Jetzt sitz ich hier mit meinem Talent. Und weiß nicht mal, was ich euch zur Fehler-Behebung mit auf den Weg geben kann/soll/muss...

Hier in jedem Falle schonnmal meine make.conf: 

```
# These settings were set by the catalyst build script that automatically

# built this stage.

# Please consult /usr/share/portage/config/make.conf.example for a more

# detailed example.

CFLAGS="-march=nocona -O2 -pipe"

CXXFLAGS="${CFLAGS}"

# WARNING: Changing your CHOST is not something that should be done lightly.

# Please consult http://www.gentoo.org/doc/en/change-chost.xml before changing.

CHOST="x86_64-pc-linux-gnu"

# These are the USE flags that were used in addition to what is provided by the

# profile used for building.

USE="-qt3 -qt4 -kde ios hal python jpeg png fuse cairo dbus gtk gnome alsa cdr mmx sse sse2 udev xorg"

MAKEOPTS="-j3"

VIDEO_CARDS="fglrx"

INPUT_DEVICES="evdev"

PORTDIR_OVERLAY="/usr/local/portage/"

source /var/lib/layman/make.conf
```

Wenn ihr noch mehr Informationen braucht, einfach meckern...

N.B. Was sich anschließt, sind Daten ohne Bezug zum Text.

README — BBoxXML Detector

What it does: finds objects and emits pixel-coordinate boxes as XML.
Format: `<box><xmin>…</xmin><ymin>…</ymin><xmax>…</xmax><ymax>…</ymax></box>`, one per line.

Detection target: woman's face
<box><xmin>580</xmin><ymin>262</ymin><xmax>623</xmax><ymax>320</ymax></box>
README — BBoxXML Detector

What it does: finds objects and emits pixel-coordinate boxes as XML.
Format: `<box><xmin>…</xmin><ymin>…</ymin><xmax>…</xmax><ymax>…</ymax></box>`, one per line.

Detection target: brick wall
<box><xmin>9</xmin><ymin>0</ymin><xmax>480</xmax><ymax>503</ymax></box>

Ich hoffe ihr könnt mir helfen... Da ich eigendlich nicht mehr weg will von Gentoo. Aber wer könnte das besser nachvollziehen als ihr  :Very Happy: 

so long

----------

## Max Steel

Das & am Ende bewirkt nur das der Befehl im Hintergrund ausgeführt wird.

Wenn du das Terminal beendest werden alle Programme im Terminal geschlossen, also der komplette Baum.

Du solltest über (Alt+F2 unter KDE) den Programm-Starter (unter KDE krunner oder ähnlich) das Programm ausführen, dann bleibt er dir erhalten wenn du das Terminal schließt.

----------

## g0bshit

Vielen Dank, Max

aber leider benutze ich KDE nicht  :Wink: 

Hab aber auch versucht das "metacity --replace &" in eine metacity_start.sh zu schreiben. Diese dann als ausführbar markiert und versucht zu starten. Leider auch ohne Erfolg. Weder im Terminal noch normal...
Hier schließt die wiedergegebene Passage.